Harry Potter curse helps Emma’s mother get her gargoyles back
WHEN Emma Thompson played divination professor Sybil Trelawney in Harry Potter, some of the magic may have rubbed off.
For her mother, the actress Phyllida Law, 77, turned to a little witchery when two prized stone gargoyles were stolen from her garden wall.
She stuck up a picture of herself dressed as the “Neighbourhood Witch” and posted a joke sign on her shrubs warning a “curse” would be put on the thief.
Now, much to her surprise, the hocus-pocus seems to have worked … after more than two years, the statues have suddenly reappeared.
Spookily, they arrived with a handwritten note begging: “Help me please. I have been very, very ill since I stole these. Please lift the curse.”
Phyllida said: “It was a complete jokey notice. You wouldn’t think he’d take it seriously at all.
“But his guilt was so great.”
The gargoyles, which had pride of place on a wall outside her home in West Hampstead, London, were swiped in August 2007.
They had been a favourite with children, who used to stop and talk to them on their way home from school.
That’s why she posted the sign reading: “Be so kind as to return the children’s stone statues – otherwise curses will occur!
“You have been warned!”
She added a photograph of herself dressed up as a hook-nosed witch, which had been taken one Hallowe’en, in a mock-up of the Neighbourhood Watch sign.

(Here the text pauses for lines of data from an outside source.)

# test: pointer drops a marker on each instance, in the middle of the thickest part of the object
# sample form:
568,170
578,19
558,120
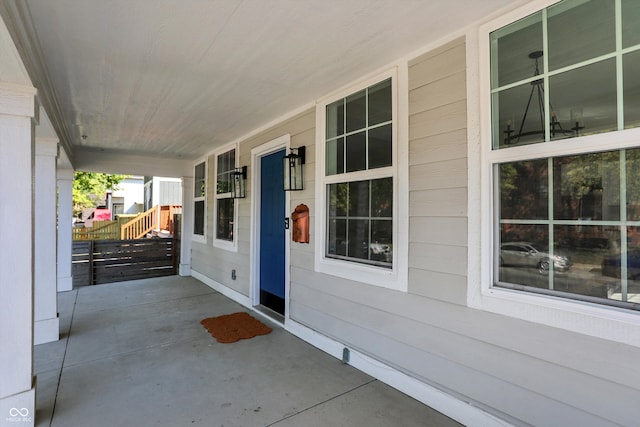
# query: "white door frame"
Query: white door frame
256,155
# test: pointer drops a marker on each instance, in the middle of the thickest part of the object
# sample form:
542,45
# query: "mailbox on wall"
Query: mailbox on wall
300,218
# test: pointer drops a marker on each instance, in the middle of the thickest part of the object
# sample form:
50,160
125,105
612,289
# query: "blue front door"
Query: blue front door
272,232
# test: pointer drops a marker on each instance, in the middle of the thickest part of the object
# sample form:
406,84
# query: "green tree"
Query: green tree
90,188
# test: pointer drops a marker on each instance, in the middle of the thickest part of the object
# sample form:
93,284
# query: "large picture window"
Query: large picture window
359,177
225,204
199,200
567,216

Last weekend, a large, black rucksack appeared outside her front door, containing a note on lined paper, to “the householder”.
Phyllida said: “It is the most fantastic story. A very good black rucksack was put outside my door. It stayed there for 48 hours until I thought it’s so heavy, what can be in it? Probably bombs.
“So I gingerly opened the lid and it was the two gargoyles. Tucked in the pocket was the little note.”
The actress, whose daughter Emma lives across the road with husband Greg Wise, says: “I’m worried about the person now being very, very ill.
“It was a joke because of the kids, and me being a witch at Hallowe’en.”
Phyllida has had a new sign printed and displayed, along with the rucksack, dry cleaned and hanging from a tree for its owner to reclaim.
It reads: “Thank you for returning the children’s statues. All curses have been lifted. Hurrah.”
Phyllida was married to Eric Thompson, narrator of The Magic Roundabout. He died in 1982.
Her first book, Notes To My Mother-In-Law, will be released next month.